The Open Data Sample project wants to provide various sample data in an organized way. The project includes several text/plain files with data in many languages. The project follows some specification standards to assure the overall quality.
- The file name must be lowercase;
- the file must be a plain text file with .txt extension;
- every row in the file must be separated by new line;
- the file cannot contain a blank line inside;
- the folder's name must respect the RFC 4647 and RFC 5646 specification with the following notation:
language-region
It's released under the Open Data Commons Open Database License v1.0
Contributions are very welcome but, there are some rules:
- Don't submit data which can be easily created by most of the programming languages (i.e. day of the week, numbers, dates, ...).

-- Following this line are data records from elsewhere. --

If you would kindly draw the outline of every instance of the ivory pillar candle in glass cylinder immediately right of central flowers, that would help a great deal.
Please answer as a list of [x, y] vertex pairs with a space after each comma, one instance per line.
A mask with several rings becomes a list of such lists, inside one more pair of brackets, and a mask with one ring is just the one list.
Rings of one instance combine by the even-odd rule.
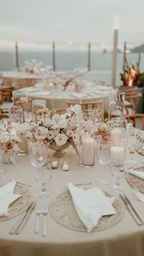
[[93, 166], [95, 162], [95, 140], [90, 137], [82, 139], [82, 164]]

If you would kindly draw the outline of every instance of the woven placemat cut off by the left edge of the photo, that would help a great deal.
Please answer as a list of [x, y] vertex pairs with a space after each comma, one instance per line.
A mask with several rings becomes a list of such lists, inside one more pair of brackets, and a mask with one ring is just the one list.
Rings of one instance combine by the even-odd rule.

- Make one pull request for data type. For instance, if you want to add cities and animals please make 2 pull requests.
- Keep one word per row.
- Valid character are letters of the alphabet and new lines.
- Don't use synonyms or words which are almost equivalent (i.e. cat, kitten).
- Submit as much data as you can. A submissions with less than 20 rows could be declined.
- Avoid the use of headers in the files. For instance, the first row of a city file cannot be "cities".
The project has some tools to simplify the file creation:
- check (bin/check dataFolder) validates the standard rules.
- sort (bin/sort filename.txt) outputs an alphabetically sorted list without duplications.